South Korea's Culture Ministry said Thursday that it is looking into potential opportunities for South Korean tourism to North Korea amid a thaw on the divided peninsula, South Korea's Yonhap news agency reported.
The move came following the historic summit between North Korean leader Kim Jong-un and US President Donald Trump in Singapore.
The summit raised the possibility of cooperative bilateral relations after decades of hostility, setting the stage for the resumption of inter-Korean economic cooperation.
"We are reviewing various ways to see if there is anything to do in addition to tour programs to Kaesong, Mount Kumgang and Mount Baekdu," said the Ministry of Culture, Sports and Tourism.
The ministry has created a task force to prepare for the possible resumption of inter-Korean exchanges in sports, culture and tourism.
Still, the ministry said it's difficult to provide a specific time frame because South Korea needs to carry out onsite inspections of tour facilities in the North and work out details with the North as well as South Korean companies.
Hyundai Asan, the inter-Korean business arm of Hyundai Group, operated a joint tour programme at Mount Kumgang, a scenic mountain resort on North Korea's east coast.
The tour programme - launched in 1998 - attracted more than 1.95 million visitors before South Korea suspended it in 2008 following the shooting death of a South Korean female tourist near the resort.

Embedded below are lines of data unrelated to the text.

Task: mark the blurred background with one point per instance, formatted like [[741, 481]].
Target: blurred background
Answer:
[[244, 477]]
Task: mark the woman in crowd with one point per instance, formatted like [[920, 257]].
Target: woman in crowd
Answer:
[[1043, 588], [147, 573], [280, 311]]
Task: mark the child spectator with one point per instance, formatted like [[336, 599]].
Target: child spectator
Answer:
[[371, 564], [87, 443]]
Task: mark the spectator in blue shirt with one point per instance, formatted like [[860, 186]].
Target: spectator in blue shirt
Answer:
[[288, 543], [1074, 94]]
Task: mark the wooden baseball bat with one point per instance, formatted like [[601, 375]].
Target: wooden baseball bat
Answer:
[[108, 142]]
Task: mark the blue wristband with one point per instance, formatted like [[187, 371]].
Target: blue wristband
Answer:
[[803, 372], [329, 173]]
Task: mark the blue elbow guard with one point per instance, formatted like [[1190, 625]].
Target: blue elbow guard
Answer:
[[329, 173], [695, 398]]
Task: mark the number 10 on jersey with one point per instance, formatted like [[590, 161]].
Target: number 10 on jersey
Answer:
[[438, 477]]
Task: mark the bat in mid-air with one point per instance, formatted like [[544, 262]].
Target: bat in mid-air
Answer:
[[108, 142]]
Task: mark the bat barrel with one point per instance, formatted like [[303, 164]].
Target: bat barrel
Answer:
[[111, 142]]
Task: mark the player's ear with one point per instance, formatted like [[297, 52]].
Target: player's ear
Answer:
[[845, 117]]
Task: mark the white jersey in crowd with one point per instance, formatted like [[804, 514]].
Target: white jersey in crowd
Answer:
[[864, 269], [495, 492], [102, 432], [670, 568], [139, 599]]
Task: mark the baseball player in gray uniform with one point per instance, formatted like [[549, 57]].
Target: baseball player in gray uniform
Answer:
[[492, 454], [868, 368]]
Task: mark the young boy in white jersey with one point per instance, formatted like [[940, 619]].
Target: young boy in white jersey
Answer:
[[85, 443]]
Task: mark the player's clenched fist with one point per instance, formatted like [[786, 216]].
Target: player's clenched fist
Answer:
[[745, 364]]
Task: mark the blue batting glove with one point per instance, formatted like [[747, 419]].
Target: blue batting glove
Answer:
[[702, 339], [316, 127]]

South Korea also halted a separate tour programme to North Korea's western border city of Kaesong in 2008, a year after Hyundai Asan began the tour to the former capital of Goryeo Dynasty (918-1392).
Kaesong is also home to a stalled inter-Korean industrial complex. South Korea shuttered the sprawling factory park in Kaesong in February 2016 to punish North Korea for its fourth nuclear test and a long-range rocket launch.
The Korea Tourism Organisation said it has launched a task force to prepare for possible tour programmes in the North by South Korean tourists.